Der Reichskanzler stellte noch einmal fest, daß er den Vertretern der Sozialdemokratischen Partei Nachricht zukommen lassen werde, sobald er einen Überblick über die Vorschläge habe.

III. Im Anschluß hieran kamen die Vertreter der Soz. Dem. Partei, nachdem sich der Reichskanzler aus der Sitzung entfernt hatte19, auf die Branntweinfrage zu sprechen. Sie legten dar, daß eine Sanierung des Branntweinmonopols nur durch Abstoßen der Bestände und durch Einschränkung der Produktion zu erreichen sei. Es werde erforderlich sein, die Brennerei auf ein Jahr einzustellen. Die Kartoffeln, die bisher entsprechende Verwendung gefunden hätten, müßten eingesäuert werden. Man könne auch einen Teil der ärmeren Bevölkerung gratis übermitteln.

19

Der RK hatte im Beisein von RM Treviranus eine Besprechung mit dem DGB-Vorsitzenden Otte wegen des Verbots der Zeitschrift „Der Deutsche“, die den sowjetischen Außenkommissar Litwinow angegriffen hatte (Nachl. Pünder Nr. 43, Bl. 68). S. auch Brüning, Memoiren, S. 381.

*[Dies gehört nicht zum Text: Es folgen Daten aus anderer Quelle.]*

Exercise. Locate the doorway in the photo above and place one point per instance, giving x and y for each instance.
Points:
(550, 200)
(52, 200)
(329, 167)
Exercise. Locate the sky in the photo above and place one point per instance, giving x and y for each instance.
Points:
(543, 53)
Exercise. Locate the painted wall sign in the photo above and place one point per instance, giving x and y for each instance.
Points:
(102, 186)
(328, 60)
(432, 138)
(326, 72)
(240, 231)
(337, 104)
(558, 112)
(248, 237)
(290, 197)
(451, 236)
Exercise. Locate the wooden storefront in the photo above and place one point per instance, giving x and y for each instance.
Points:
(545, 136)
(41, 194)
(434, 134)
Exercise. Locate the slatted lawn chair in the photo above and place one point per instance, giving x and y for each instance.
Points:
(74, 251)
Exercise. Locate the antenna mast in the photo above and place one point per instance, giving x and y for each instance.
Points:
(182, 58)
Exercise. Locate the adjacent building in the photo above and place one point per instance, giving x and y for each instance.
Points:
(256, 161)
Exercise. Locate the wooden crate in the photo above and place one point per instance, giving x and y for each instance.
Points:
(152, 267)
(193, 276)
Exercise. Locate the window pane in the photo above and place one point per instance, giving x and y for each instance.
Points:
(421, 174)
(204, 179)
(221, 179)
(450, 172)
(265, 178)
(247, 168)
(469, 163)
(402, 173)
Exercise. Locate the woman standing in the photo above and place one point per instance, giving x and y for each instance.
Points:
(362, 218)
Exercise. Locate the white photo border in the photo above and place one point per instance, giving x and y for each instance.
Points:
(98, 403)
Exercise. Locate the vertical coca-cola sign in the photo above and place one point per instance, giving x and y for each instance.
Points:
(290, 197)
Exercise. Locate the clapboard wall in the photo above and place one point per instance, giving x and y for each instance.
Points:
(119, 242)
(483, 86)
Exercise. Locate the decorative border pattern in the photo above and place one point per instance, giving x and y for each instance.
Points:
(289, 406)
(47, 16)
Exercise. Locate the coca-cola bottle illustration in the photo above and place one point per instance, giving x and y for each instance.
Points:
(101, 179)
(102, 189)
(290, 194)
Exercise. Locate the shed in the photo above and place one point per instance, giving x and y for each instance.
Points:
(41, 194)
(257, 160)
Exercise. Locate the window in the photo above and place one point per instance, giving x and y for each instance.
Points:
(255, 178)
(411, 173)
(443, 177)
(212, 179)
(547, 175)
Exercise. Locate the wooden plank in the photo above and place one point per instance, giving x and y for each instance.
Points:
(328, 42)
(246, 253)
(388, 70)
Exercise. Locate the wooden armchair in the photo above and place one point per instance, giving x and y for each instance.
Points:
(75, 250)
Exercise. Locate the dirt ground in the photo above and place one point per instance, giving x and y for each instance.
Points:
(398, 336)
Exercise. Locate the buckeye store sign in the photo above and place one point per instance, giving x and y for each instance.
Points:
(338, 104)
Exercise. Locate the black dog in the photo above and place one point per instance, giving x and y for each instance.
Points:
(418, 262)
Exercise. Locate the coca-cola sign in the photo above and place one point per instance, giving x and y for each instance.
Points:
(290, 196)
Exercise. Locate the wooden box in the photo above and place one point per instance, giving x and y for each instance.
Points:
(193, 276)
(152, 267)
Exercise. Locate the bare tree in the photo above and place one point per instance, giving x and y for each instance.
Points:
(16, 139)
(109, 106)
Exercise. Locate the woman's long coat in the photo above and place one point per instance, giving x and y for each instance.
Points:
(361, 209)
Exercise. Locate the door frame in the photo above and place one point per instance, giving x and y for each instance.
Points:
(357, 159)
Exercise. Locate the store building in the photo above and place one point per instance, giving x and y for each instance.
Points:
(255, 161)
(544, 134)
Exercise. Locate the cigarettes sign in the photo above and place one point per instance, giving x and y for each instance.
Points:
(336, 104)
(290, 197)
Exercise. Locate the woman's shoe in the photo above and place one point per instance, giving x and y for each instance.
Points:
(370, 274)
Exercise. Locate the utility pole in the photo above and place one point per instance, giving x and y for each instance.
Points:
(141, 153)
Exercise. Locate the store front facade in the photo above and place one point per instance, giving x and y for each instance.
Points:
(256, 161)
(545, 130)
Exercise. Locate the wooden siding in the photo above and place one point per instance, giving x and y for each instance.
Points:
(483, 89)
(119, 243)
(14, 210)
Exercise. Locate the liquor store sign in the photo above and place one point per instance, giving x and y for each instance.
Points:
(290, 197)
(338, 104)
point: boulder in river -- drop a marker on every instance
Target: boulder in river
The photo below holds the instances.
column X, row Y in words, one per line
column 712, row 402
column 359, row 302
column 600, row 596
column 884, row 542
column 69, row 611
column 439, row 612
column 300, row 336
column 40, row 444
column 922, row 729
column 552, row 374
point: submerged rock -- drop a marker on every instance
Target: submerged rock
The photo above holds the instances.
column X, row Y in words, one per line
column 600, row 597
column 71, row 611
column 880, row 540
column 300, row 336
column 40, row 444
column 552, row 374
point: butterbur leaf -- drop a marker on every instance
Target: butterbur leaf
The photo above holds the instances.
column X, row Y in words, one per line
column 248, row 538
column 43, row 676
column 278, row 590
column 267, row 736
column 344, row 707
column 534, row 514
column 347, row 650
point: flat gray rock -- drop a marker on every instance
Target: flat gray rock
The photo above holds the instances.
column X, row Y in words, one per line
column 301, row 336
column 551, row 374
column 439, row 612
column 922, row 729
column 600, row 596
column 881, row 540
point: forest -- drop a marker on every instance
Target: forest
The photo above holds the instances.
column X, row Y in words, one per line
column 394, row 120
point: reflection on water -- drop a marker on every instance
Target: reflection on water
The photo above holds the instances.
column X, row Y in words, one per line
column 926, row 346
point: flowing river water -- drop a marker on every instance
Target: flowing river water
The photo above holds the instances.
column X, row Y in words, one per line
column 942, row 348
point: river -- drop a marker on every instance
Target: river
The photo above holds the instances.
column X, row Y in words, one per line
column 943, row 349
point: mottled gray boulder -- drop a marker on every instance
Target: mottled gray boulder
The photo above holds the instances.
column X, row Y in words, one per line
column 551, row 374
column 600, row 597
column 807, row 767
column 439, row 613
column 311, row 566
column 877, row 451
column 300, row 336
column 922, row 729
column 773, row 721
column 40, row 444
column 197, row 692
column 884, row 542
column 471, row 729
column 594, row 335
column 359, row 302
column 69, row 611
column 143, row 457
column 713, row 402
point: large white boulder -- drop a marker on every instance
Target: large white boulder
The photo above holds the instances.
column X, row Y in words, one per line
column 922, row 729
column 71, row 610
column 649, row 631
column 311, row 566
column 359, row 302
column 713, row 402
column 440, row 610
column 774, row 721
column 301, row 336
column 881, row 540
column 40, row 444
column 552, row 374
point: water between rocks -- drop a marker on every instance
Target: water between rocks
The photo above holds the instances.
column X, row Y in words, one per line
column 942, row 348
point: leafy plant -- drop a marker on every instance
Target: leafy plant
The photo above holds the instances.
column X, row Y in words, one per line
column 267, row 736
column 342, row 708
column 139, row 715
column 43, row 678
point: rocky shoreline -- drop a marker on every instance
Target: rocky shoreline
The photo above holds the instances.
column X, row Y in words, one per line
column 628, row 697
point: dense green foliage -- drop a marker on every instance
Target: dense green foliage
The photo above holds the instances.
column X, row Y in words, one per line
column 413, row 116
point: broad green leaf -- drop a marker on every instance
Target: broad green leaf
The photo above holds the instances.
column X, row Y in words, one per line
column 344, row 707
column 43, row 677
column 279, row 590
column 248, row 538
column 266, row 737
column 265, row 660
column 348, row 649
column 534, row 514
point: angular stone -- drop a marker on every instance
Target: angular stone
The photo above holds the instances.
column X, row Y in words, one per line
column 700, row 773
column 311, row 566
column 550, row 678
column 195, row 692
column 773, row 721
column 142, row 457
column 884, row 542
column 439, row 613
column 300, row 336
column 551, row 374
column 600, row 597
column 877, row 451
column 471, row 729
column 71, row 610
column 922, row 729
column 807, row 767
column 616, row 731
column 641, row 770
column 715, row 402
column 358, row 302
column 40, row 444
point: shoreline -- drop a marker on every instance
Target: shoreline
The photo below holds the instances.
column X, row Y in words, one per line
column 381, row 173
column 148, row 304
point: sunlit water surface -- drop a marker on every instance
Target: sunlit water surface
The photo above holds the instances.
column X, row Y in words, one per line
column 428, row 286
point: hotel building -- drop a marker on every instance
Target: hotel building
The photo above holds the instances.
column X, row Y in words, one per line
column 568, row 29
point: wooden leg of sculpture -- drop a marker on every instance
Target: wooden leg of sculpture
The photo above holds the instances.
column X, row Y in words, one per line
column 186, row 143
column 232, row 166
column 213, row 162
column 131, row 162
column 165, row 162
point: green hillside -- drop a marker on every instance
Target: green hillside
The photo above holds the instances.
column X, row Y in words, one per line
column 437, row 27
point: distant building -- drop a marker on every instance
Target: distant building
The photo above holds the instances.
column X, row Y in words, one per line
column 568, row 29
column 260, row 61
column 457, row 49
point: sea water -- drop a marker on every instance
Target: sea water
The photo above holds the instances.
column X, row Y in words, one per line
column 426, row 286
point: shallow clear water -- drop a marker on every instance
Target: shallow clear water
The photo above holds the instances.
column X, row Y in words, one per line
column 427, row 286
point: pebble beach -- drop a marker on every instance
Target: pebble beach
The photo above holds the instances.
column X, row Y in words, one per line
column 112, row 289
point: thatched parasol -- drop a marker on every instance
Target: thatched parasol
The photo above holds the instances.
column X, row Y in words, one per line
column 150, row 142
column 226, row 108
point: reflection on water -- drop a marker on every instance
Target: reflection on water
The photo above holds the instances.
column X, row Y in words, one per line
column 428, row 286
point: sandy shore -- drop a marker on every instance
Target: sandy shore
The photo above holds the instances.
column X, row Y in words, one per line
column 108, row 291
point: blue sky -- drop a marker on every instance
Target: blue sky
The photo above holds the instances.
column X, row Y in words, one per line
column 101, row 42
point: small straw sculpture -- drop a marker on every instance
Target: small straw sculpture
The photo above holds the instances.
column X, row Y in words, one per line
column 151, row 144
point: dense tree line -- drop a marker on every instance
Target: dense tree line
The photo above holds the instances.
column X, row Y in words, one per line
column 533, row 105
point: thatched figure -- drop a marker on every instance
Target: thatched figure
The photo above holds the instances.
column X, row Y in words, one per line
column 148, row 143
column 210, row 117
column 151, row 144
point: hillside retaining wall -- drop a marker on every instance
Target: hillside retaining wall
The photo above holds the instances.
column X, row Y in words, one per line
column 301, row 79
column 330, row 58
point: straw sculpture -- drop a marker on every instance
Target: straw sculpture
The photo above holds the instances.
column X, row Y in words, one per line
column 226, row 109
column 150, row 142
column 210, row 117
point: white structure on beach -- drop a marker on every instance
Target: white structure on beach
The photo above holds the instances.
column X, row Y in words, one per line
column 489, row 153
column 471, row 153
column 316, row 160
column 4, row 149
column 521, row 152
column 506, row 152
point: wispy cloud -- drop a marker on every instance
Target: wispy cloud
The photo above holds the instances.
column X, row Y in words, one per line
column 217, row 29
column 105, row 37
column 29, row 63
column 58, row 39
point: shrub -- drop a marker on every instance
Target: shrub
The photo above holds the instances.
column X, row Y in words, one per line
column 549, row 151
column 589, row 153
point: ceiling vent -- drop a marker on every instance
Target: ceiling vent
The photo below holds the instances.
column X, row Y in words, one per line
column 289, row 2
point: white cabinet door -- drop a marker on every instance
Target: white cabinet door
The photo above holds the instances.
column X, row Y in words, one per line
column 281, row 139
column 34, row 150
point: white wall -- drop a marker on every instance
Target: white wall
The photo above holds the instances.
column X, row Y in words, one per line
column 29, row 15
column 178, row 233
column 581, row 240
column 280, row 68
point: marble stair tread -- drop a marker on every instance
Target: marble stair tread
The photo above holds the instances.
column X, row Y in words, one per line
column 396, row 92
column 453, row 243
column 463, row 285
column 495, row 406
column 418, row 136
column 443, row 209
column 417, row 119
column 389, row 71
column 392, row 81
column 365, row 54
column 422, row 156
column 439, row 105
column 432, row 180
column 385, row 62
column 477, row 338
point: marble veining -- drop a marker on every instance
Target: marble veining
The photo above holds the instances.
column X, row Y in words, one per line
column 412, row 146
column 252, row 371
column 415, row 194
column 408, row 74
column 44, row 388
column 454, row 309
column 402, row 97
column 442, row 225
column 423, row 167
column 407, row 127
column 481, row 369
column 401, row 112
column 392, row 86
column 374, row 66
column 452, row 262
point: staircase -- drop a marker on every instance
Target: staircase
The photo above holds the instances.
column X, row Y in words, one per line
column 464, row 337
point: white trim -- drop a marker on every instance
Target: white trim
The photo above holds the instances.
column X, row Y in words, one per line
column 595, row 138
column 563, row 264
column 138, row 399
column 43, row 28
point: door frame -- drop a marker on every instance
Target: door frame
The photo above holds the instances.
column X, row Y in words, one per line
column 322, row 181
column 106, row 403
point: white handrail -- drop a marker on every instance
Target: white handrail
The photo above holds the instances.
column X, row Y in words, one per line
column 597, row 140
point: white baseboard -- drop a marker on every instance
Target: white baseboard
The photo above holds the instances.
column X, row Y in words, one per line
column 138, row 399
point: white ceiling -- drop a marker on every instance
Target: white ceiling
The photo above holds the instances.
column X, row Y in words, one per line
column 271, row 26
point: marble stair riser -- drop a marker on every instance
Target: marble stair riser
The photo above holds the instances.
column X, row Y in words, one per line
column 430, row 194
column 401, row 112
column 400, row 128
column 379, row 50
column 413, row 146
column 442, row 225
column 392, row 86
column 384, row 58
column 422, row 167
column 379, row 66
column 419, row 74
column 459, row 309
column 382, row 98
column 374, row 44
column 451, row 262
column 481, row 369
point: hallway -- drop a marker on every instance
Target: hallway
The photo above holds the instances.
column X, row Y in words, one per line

Der Reichsminister der Finanzen nahm von dieser Haltung Kenntnis und sagte zu, die Frage der Sanierung des Branntweinmonopols mit seinen Herren zu besprechen.

Der Reichsminister a. D. Dr. HilferdingHilferding bemerkte, daß der Plan des Herrn Minister Schiele, das Brennrecht zu erhöhen, nicht zweckmäßig sei.

[1648] IV. Am Schluß der Aussprache kam man noch auf die Erntefinanzierung zu sprechen. Der Reichsminister a. D. Dr. Hilferding schnitt die Frage der Lombardierung der Lagerscheine nebst Zinsverbilligung durch das Reich, sowie die Beleihung der Lieferverträge an.

Zum letzten Punkte bemerkte der Reichsminister der Finanzen, daß es sich nicht um eine Lombardierung der Lagerscheine, sondern um eine Diskontierung der Wechsel, die auf Grund der Lieferungsverträge ausgegeben würden, handele20.

20

S. dazu Dok. Nr. 431, P. 2 und die NotVO zur Erleichterung der Erntebewegung vom 6.8.31 (RGBl. I, S. 433 ).

Abgeordneter HertzHertz brachte sodann noch seine Sorgen auf dem Gebiet der Brotpreisentwicklung zum Ausdruck. Es handele sich hier um ein ernstes Problem, das voraussichtlich in der nächsten Zeit, insbesondere aber im Winter, große Bedeutung erlangen werde. Der Brotpreis habe im Juni 3% über dem Höchstpreis und im Juli 2,6% über dem Höchstpreis gelegen21. In seiner Partei habe man zwei Vorschläge: entweder einen bestimmten Höchstpreis festzusetzen oder eine Brotpreiskontrollkommission einzusetzen. Er habe Bedenken gegen eine solche Kommission. Er halte es vielmehr für richtig, die Länderregierungen zu veranlassen, die Aufgaben, die die Brotpreiskontrollkommission ausführen solle, den Gemeindeverbänden zu übertragen. Ein neuer Apparat sei jedenfalls nicht nötig.

21

Am 31.8.31 hatte die Reichsforschungsstelle für landwirtschaftliches Marktwesen der Rkei eine Aufzeichnung über die letzte Brotpreiserhöhung von 0,47 auf 0,48 RM je 1250 g Brot in Berlin übersandt. Danach beruhten die Brotpreise überwiegend auf Vereinbarungen der Innungen und Verbände. Die Forschungsstelle hatte empfohlen, Preisüberwachungsausschüsse ehrenamtlicher Sachverständiger und Verbrauchervertreter zu schaffen (R 43 I /2548 , Bl. 255–259).

IV. Die Herren der Sozialdemokratischen Fraktion beabsichtigen dann noch die Frage der Kommunalfinanzen zu erörtern. Eine diesbezügliche eingehende Aussprache fand aber nicht statt.

Am Schluß der Sitzung übergab Ministerialrat Beisiegel mir noch die anliegende Aufzeichnung (zu den Vorschlägen Aufhäuser).